Wav2Vec2-Large-XLSR-53 — Singing Phoneme CTC Model (Two-Stage Fine-Tuning, LoRA Merged)

Model Summary

This model is fine-tuned from jonatasgrosman/wav2vec2-large-xlsr-53-chinese-zh-cn via a two-stage training pipeline. The original character-level CTC head (~3,500 Chinese characters) is replaced with a custom multilingual phoneme head (POLYGLOT, 39 phonemes), targeting phoneme-level temporal alignment of singing vocals (e.g., karaoke lyrics synchronization).

This checkpoint is a fully merged model. The Stage 2 LoRA adapter weights have been merged into the base model via merge_and_unload(). No PEFT dependency is required at inference time — load directly with transformers.

Model Architecture

Backbone: Wav2Vec2-Large (XLSR-53), encoder hidden size 1024
CTC Head: Dropout(0.1) + Linear(1024 → 39) (replaces the original Chinese character CTC head)
Stage 2 LoRA Adapter (merged): Originally applied to all attention and FFN layers in the encoder (see hyperparameters below); weights have been merged into the backbone via merge_and_unload()

Phoneme Set (POLYGLOT — 39 tokens)

Category	Phonemes
Special tokens	`<pad>` (also CTC blank), `<unk>`, `\|` (word boundary), `<sil>` (silence)
Stops — aspirated	`p` `t` `k`
Stops — voiced / unaspirated	`b` `d` `g`
Nasals	`m` `n` `ng`
Fricatives	`f` `v` `s` `z` `sh` `zh` `h` `th` `dh` `hy`
Affricates	`ch` `jh` `ts` `dz`
Liquids	`l` `r`
Glides	`w` `y`
Vowels	`a` `i` `u` `e` `o` `ü` `ae` `ir`

The phoneme set is designed to cover Mandarin Chinese (pinyin initial/final decomposition), English (ARPAbet mapping), and a subset of Japanese phonemes.

Note — Training coverage: Although the vocabulary is multilingual by design (zh / en / ja), all training data in both stages is Mandarin-only (AISHELL-3 + M4Singer).

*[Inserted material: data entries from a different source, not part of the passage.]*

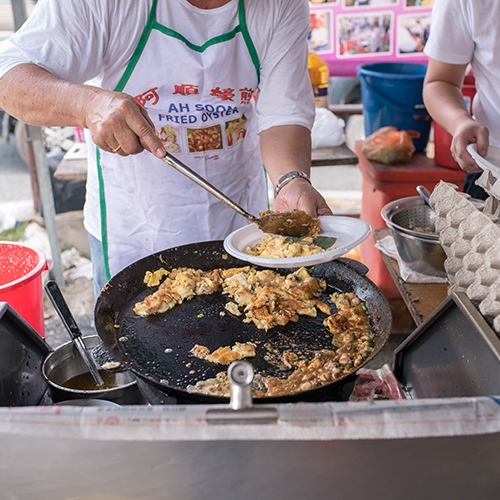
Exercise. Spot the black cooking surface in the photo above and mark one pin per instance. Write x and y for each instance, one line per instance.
(157, 348)
(199, 321)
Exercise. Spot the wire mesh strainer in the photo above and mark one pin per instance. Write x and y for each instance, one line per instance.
(412, 216)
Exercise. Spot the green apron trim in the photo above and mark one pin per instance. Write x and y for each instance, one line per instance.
(102, 203)
(192, 46)
(139, 49)
(152, 24)
(248, 39)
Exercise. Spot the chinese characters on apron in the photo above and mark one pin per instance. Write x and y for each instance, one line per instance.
(200, 100)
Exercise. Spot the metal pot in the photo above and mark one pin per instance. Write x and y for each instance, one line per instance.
(420, 251)
(65, 363)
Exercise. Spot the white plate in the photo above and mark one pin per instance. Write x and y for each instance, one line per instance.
(350, 232)
(490, 162)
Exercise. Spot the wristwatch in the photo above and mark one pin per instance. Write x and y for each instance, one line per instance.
(289, 177)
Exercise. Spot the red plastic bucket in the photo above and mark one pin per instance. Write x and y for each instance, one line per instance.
(442, 139)
(21, 269)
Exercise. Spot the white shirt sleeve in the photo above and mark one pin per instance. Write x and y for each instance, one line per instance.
(450, 40)
(285, 95)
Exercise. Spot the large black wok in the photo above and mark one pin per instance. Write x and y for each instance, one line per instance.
(157, 348)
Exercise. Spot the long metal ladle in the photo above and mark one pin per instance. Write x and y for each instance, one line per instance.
(60, 305)
(294, 223)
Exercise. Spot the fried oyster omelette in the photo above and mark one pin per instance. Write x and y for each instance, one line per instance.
(268, 299)
(282, 247)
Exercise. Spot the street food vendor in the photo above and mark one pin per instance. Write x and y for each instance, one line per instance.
(147, 76)
(465, 32)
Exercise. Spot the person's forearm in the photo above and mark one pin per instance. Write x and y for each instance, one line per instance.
(35, 96)
(285, 148)
(115, 120)
(446, 105)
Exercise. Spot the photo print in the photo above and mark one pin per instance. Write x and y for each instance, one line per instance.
(418, 4)
(366, 34)
(320, 31)
(412, 33)
(369, 3)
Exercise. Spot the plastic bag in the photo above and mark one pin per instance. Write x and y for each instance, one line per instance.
(390, 146)
(328, 130)
(372, 385)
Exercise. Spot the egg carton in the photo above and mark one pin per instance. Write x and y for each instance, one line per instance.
(469, 232)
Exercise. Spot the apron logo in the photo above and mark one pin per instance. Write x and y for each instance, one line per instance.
(149, 95)
(246, 95)
(222, 94)
(185, 89)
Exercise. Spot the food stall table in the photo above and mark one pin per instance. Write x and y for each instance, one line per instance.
(385, 183)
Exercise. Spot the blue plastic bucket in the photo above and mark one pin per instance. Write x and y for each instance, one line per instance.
(392, 96)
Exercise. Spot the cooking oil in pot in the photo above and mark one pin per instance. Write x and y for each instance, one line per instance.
(85, 382)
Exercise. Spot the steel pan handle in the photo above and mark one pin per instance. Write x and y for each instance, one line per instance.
(240, 375)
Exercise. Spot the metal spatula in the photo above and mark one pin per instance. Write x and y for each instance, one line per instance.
(293, 223)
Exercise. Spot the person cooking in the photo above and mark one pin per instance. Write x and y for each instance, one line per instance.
(463, 32)
(125, 70)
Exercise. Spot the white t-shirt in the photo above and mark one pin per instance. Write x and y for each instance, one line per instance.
(468, 31)
(91, 41)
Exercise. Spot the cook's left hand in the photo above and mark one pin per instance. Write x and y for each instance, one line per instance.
(300, 195)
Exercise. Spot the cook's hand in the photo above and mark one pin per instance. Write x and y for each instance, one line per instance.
(119, 124)
(300, 195)
(469, 132)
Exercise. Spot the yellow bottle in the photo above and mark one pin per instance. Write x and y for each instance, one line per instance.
(319, 73)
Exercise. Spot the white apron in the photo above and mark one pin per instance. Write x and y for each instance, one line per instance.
(200, 100)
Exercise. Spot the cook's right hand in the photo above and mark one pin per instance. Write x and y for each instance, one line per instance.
(469, 132)
(119, 124)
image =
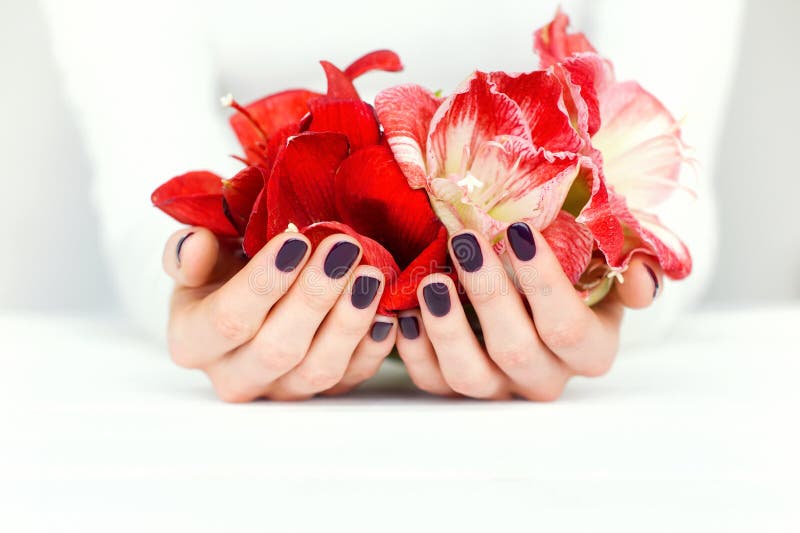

The English and Japanese phonemes (v, th, dh, hy, jh, dz, ü, ae, ir, …) exist in the vocabulary but have received no supervised signal; their behaviour at inference time is untested and likely unreliable.

Training Procedure

Stage 1 — Frozen Encoder, New CTC Head (AISHELL-3)

Setting	Value
Training data	AISHELL-3 (Mandarin speech, ~85 speakers)
Encoder	Fully frozen (including CNN feature extractor)
Trainable parameters	`lm_head` only (new CTC head)
Input	Pre-extracted encoder hidden states cached to HDF5
Batch size	8 (Gradient Accumulation × 4 = effective batch 32)
Learning rate	5e-4 (AdamW, weight decay 0.01)
Schedule	Cosine decay with linear warmup (3 epochs)
Regularization	Time masking (2× per sample, max 30 frames)
Early stopping	patience = 15 epochs (PER-based, min_delta = 0.001)
Evaluation metric	Phoneme Error Rate (PER), CTC greedy decoding

Stage 2 — LoRA Fine-Tuning (M4Singer)

Setting	Value
Training data	M4Singer (Mandarin singing, ~700 songs, 20 singers)
Base model	Stage 1 best checkpoint
LoRA rank	8
LoRA alpha	16
LoRA dropout	0.05
LoRA target modules	`q_proj`, `k_proj`, `v_proj`, `out_proj`, `intermediate_dense`, `output_dense`
`modules_to_save`	`lm_head` (full weights, not LoRA)
CNN feature extractor	Frozen
Batch size	8 (Gradient Accumulation × 4 = effective batch 32)
Learning rate	LoRA adapter: 1e-5 / lm_head: 1e-6 (separate param groups, AdamW)
Schedule	Cosine decay with linear warmup (10 epochs)
Regularization	Wav2Vec2 built-in SpecAugment (`mask_time_prob=0.05`)
Early stopping	patience = 100 epochs (PER-based, min_delta = 0.001)
Training precision	bfloat16 AMP (CTC loss computed in float32)
Evaluation metric	Phoneme Error Rate (PER), CTC greedy decoding

Usage

Load the Model

This checkpoint is already merged — load it directly with transformers, no PEFT required.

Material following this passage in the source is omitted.